This week, I reported on a new high-end, high-performance 44Tbyte SSD for data centers and server farms from Skyera. (See “44Tbyte Skyera Skyhawk SSD employs Everspin MRAM as write cache” and “How Skyera developed the 44Tbyte, enterprise-class Skyhawk SSD from the ground up. A System Realization story.”) Yesterday, Skyera’s CEO Rado Danilak gave a keynote speech at the Flash Memory Summit titled “Can Flash Be Mainstream Enterprise Storage – Now?” Of course, you know the answer to that question if it’s the title of a keynote speech at an event like the Flash Memory Summit. The answer, of course, is “yes,” Flash-based SSDs can be mainstream in enterprise storage, now. Danilak’s keynote essentially revealed his master plan for taking over the entire world of enterprise storage.
Who is this guy and where did Skyera come from? Rado Danilak was a founder and CTO of SandForce, the SSD controller IC vendor that’s now owned by LSI. These days, Danilak is Skyera’s CEO and his band of SSD experts is attacking a somewhat different problem—an enterprise-class problem. Here’s the problem statement in an easily digested slide from Danilak’s keynote presentation:
SSDs currently represent 0.3% of enterprise storage sales, taking only the topmost high-end position because of the cost per Gbyte for enterprise-class SSD storage. SSD performance is terrific relative to HDD storage but the SSDs’ cost is a barrier to widespread, mainstream enterprise adoption.
Here’s why:
Build an enterprise-class SSD with SLC (single-level cell) NAND Flash memory to get good Flash endurance and system-level data reliability and you’ll charge $20 to $25 per Gbyte. There’s no mainstream goodness at that price point. So you need to drive the cost per Gbyte down if you want a mainstream storage product, down by about an order of magnitude according to Danilak. How? Well, you can use eMLC (enterprise multi-level cell) NAND Flash which delivers more capacity per dollar at the expense of some endurance. But that’s not going to get you all the way.
To get to the price levels Danilak thinks you’ll need to attain to go mainstream with an enterprise-class SSD product, you need to use commercial MLC NAND Flash memory. But that kind of NAND Flash memory cannot deliver enterprise-class endurance on its own. You need to add system-level magic including better Flash-specific RAID algorithms that can compensate for the loss of an entire NAND Flash device, better ECC algorithms, compression algorithms, and deduplication algorithms. Build a box that does all of this, and you can address mainstream enterprise-class storage needs.
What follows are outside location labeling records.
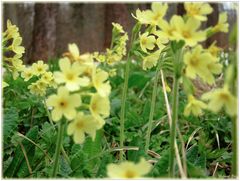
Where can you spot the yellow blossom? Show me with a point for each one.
(112, 72)
(118, 27)
(100, 82)
(70, 75)
(4, 84)
(222, 25)
(27, 74)
(213, 49)
(147, 42)
(194, 106)
(12, 30)
(151, 60)
(39, 68)
(99, 105)
(196, 62)
(16, 46)
(198, 10)
(159, 10)
(167, 29)
(188, 31)
(80, 125)
(129, 170)
(144, 17)
(47, 77)
(35, 89)
(219, 98)
(63, 103)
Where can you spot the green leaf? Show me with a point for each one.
(138, 79)
(18, 158)
(161, 167)
(10, 122)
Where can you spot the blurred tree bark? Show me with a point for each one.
(44, 32)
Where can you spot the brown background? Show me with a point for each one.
(47, 28)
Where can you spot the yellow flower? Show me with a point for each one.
(129, 170)
(198, 10)
(47, 77)
(147, 42)
(39, 68)
(100, 82)
(42, 85)
(99, 57)
(222, 25)
(12, 30)
(16, 46)
(144, 17)
(187, 31)
(194, 106)
(80, 125)
(220, 98)
(159, 10)
(4, 84)
(70, 75)
(152, 17)
(118, 27)
(196, 62)
(161, 41)
(35, 89)
(151, 60)
(27, 74)
(74, 51)
(112, 72)
(167, 29)
(63, 103)
(213, 49)
(99, 105)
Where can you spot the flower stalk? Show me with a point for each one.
(152, 108)
(58, 148)
(177, 75)
(135, 30)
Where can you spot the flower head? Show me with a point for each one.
(27, 73)
(63, 103)
(39, 68)
(153, 16)
(151, 60)
(70, 75)
(80, 125)
(188, 31)
(194, 106)
(220, 98)
(222, 25)
(147, 42)
(129, 170)
(198, 10)
(100, 82)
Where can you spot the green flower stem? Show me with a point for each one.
(234, 148)
(152, 108)
(173, 127)
(123, 105)
(58, 147)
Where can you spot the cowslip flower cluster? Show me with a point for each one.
(39, 77)
(197, 61)
(129, 170)
(12, 50)
(117, 49)
(80, 77)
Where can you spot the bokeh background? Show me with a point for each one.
(47, 28)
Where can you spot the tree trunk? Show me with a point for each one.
(44, 32)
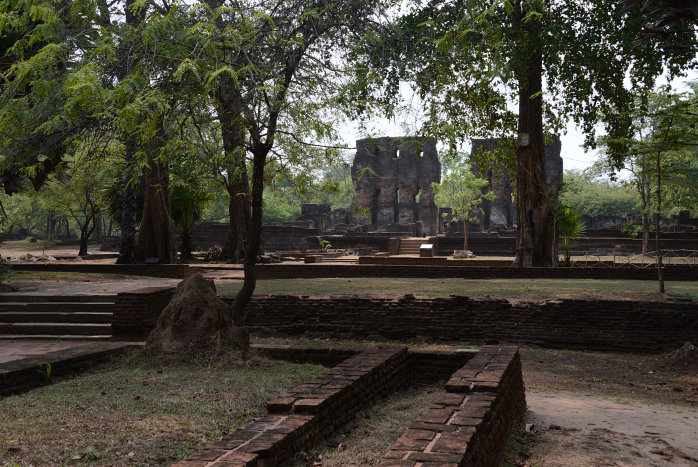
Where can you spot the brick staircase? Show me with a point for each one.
(34, 316)
(410, 246)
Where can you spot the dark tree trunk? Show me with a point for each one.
(156, 238)
(99, 228)
(535, 235)
(86, 230)
(255, 233)
(127, 252)
(129, 209)
(237, 183)
(657, 225)
(51, 225)
(185, 247)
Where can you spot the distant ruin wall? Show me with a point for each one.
(389, 174)
(500, 213)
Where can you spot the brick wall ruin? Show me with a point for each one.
(500, 213)
(389, 174)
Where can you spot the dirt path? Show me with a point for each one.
(604, 408)
(588, 430)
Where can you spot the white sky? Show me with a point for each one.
(573, 154)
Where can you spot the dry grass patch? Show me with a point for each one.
(367, 438)
(514, 290)
(136, 412)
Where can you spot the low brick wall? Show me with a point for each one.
(425, 367)
(645, 327)
(468, 425)
(169, 271)
(26, 373)
(310, 412)
(297, 271)
(137, 312)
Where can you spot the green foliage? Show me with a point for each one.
(187, 205)
(278, 208)
(324, 244)
(570, 225)
(592, 196)
(5, 270)
(462, 191)
(666, 128)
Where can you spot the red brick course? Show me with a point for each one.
(468, 424)
(310, 412)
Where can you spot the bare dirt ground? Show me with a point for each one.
(594, 408)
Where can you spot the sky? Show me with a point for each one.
(573, 154)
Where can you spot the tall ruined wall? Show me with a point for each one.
(501, 212)
(388, 174)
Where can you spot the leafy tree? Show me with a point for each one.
(674, 115)
(188, 203)
(593, 196)
(462, 191)
(483, 55)
(571, 226)
(76, 191)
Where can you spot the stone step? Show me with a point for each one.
(55, 317)
(31, 298)
(56, 329)
(14, 337)
(410, 246)
(49, 307)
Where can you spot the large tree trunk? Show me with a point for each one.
(98, 227)
(51, 225)
(254, 239)
(658, 224)
(185, 246)
(134, 17)
(535, 235)
(129, 209)
(156, 238)
(237, 183)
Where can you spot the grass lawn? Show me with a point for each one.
(374, 430)
(508, 289)
(28, 276)
(137, 412)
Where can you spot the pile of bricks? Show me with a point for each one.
(296, 271)
(172, 271)
(468, 424)
(623, 325)
(136, 313)
(309, 413)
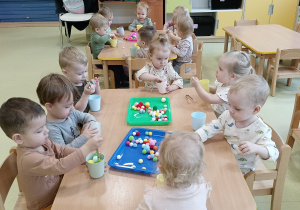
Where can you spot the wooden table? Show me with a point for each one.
(120, 189)
(114, 55)
(263, 40)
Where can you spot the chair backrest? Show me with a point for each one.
(278, 174)
(246, 22)
(135, 65)
(295, 120)
(8, 173)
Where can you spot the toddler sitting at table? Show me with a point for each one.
(182, 167)
(246, 133)
(142, 10)
(74, 65)
(159, 69)
(57, 94)
(232, 66)
(184, 48)
(99, 25)
(40, 162)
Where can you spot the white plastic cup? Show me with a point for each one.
(96, 125)
(121, 31)
(198, 120)
(96, 170)
(95, 103)
(162, 87)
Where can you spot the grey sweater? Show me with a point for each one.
(67, 132)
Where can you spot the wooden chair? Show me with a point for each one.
(294, 132)
(8, 173)
(135, 65)
(237, 46)
(271, 181)
(196, 65)
(94, 70)
(288, 72)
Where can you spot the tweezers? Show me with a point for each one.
(189, 99)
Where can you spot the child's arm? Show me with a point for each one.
(132, 26)
(205, 96)
(84, 99)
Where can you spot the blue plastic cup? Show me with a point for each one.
(96, 170)
(95, 103)
(198, 120)
(133, 50)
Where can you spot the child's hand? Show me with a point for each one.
(248, 148)
(89, 132)
(89, 88)
(194, 82)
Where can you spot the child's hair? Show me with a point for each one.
(105, 12)
(185, 25)
(181, 158)
(181, 10)
(143, 5)
(159, 39)
(16, 114)
(53, 87)
(240, 62)
(71, 55)
(98, 21)
(146, 33)
(254, 87)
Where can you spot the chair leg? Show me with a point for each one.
(112, 84)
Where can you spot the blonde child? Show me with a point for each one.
(142, 10)
(248, 136)
(41, 162)
(57, 94)
(99, 38)
(182, 167)
(232, 66)
(179, 10)
(159, 69)
(184, 48)
(74, 66)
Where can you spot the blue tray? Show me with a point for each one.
(133, 154)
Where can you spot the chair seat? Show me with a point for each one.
(70, 17)
(21, 202)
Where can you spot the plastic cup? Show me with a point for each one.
(138, 27)
(114, 42)
(205, 84)
(121, 31)
(96, 125)
(96, 170)
(95, 103)
(133, 50)
(162, 87)
(198, 120)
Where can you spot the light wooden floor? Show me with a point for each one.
(29, 53)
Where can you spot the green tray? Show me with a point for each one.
(145, 118)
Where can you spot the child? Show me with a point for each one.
(184, 48)
(159, 69)
(182, 167)
(182, 10)
(142, 10)
(108, 14)
(41, 162)
(99, 25)
(74, 65)
(248, 136)
(57, 94)
(232, 66)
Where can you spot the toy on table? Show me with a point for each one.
(132, 37)
(149, 111)
(138, 151)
That’s what this chart is supposed to show:
And that is what the Skyera Skyhawk SSD does.
Then what? Well, in a private conversation at the Flash Media Summit with Danilak and Alessandro Fin, Skyera’s VP of Product Management, I learned that the SSD controller in the Skyera Skyhawk is implemented in an FPGA to get the required performance from the RAID, ECC, and compression algorithms. This stuff can’t be implemented in software. Too slow.
The next logical step is to jump from FPGA to SoC. To do that, you need two things: a product that’s truly mainstream (to get the required sales volume) and a controller design that’s tested enough to be canned in silicon. Wanna bet on how soon that will be?